WAN NIC losing link on Intel(R) PRO/1000 (only on 2.2.x, not on 2.1.x)



  • Hi all,

    Following up (with its own thread) on the WAN NIC losing it's link since 2.2.x and not on 2.1.x.

    I've been pointed to a possible solution by cmb in a different thread:

    @cmb:

    This looks to match this:
    https://bugs.freebsd.org/bugzilla/show_bug.cgi?id=199174

    which should be worked around if you disable MSI and MSIX.
    https://doc.pfsense.org/index.php/Tuning_and_Troubleshooting_Network_Cards#MSI.2FMSIX

    I disabled MXIS and enabled MSI. (disabling both leads to non-working interfaces) I can confirm this setting is working by looking during boot time:

    em1: <intel(r) 1000="" pro="" network="" connection="" 7.4.2=""> port 0x2000-0x201f mem 0xf0900000-0xf091ffff,0xf0920000-0xf0923fff at device 0.0 on pci2
    em1: MSIX: insufficient vectors, using MSI
    em1: Using an MSI interrupt</intel(r)>
    

    My current /boot/loader.conf.local contains:

    autoboot_delay="3"
    vm.kmem_size="536870912"
    vm.kmem_size_max="1073741824"
    kern.ipc.nmbclusters="512000"
    boot_multicons="YES"
    boot_serial="YES"
    comconsole_speed="115200"
    console="comconsole,vidconsole"
    hw.usb.no_pf="1"
    vfs.zfs.prefetch_disable="1"
    hw.pci.enable_msix="0"
    hw.pci.enable_msi="1"
    

    I just implemented this in production and will report back in 5-7 days. (or sooner in case the problem returns)

    Regards,
    Kristof.



  • Just to follow up on this. (not really 5-7 days but I wanted to be sure we're good)
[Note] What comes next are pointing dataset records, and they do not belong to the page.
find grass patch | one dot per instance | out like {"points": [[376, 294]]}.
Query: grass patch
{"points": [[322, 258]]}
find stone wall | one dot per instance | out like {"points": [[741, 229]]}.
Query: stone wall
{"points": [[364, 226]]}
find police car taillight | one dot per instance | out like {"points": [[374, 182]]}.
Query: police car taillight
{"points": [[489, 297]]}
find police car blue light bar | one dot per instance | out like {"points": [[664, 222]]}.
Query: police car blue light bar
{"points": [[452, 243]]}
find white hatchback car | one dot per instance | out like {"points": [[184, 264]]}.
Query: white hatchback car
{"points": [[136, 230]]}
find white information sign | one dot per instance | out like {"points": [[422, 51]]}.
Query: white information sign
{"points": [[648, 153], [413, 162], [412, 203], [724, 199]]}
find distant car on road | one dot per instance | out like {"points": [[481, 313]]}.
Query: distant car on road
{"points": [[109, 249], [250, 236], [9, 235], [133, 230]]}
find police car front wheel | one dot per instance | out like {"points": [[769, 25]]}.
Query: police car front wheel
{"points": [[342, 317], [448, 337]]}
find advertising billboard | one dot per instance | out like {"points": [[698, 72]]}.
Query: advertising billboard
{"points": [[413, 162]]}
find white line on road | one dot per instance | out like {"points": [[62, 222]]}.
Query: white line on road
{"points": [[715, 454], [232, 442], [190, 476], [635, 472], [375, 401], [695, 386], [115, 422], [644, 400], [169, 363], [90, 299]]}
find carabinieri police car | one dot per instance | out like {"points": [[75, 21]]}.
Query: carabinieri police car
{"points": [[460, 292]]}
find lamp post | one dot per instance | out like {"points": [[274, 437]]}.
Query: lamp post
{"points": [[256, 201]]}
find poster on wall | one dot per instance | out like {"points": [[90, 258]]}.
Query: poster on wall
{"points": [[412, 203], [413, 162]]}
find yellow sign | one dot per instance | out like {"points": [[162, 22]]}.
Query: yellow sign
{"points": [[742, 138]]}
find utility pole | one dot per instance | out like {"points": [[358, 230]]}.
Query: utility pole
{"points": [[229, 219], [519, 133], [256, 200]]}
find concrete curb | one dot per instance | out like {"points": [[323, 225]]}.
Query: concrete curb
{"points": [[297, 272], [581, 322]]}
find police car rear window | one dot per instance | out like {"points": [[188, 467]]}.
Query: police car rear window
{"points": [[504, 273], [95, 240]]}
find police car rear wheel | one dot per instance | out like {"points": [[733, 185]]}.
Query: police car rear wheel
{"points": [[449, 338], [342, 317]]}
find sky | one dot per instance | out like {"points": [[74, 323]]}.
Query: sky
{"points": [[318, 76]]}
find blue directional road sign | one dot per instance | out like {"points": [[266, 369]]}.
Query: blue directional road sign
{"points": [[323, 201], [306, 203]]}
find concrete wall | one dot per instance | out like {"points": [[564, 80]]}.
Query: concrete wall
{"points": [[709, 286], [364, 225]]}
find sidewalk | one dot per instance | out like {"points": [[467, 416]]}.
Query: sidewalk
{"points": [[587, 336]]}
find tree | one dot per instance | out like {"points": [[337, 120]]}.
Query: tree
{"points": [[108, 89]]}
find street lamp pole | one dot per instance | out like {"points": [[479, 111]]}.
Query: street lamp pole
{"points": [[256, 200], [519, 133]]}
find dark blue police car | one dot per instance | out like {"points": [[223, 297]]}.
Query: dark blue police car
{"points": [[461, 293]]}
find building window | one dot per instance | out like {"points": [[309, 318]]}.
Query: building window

    I think this is solved, our current uptime (without losing connection) is: 15 Days 05 Hours 05 Minutes 08 Seconds

    Thanks to cmb who pointed out the solution. It was all due to driver changes and only on these Intel NICs.

    Regards,
    Kristof.



  • Unfortunately the problem remains. I tried the different combinations of disabling MSI/MSIX, does not make any difference.

    Anyhting else I can change that might affect this? (it's most likely a driver issue because it worked in previous pfsense versions, 2.1.x)


  • LAYER 8 Global Moderator

    so it runs for 15 + days, and you think its a driver issue?  Long time for a driver issue to not show itself.



  • it might run that long, sometimes it takes only a few days..

    It's the only (type of) firewall that we have (with Intel Pro 1000's) that has this issue. And it's been replaced with similar h/w. (to make sure hardware is not the issue)

    I'm basing my opinion on the reports that show up in freebsd's bugzilla:

    https://bugs.freebsd.org/bugzilla/show_bug.cgi?id=199174

    Other suggestions on how to troubleshoot/nuke this problem are appreciated..



  • Hello,

    I have seen the same problem on my Pf-box (2.2.4 32Bit).

    I use a Intel D2500cc with 4gb ram (I know overkill). With a hifn 7955 card onboard. Bios is version: CCCDT10N.86A.0037.2012.1217.1723 and a 30 gb IBM ssd drive. (Overkill too, but it was cheap  :D )

    Intel specs says the onboard nics are 8274GL models acording to this https://downloadmirror.intel.com/20718/eng/D2500CC_ProductGuide02_English.pdf link.

    I can see that my modem from my ISP shows error on the port where the PF is connected. Rebooting PF fixes the problem for a period of time. Sometimes 2,5,10,15 minuttes. Sometimes for 1-2- days.

    2 days ago I reinstalled the PF, this evening. The problem started, after 5 reboots. The WAN NIC didn´t not connect at all to the modem. The setting is a DHCP ip4. And not even a reboot could fix it in the end. Only a reinstall  :'(

    I have a backup of my settings, so a restore fixes all my settings.

    I run this box without a monitor, but now I have hooked up a monitor, and the console shows the following error when the problem starts:
    "ugen3.2: <unknown>at usbus3 disconnected"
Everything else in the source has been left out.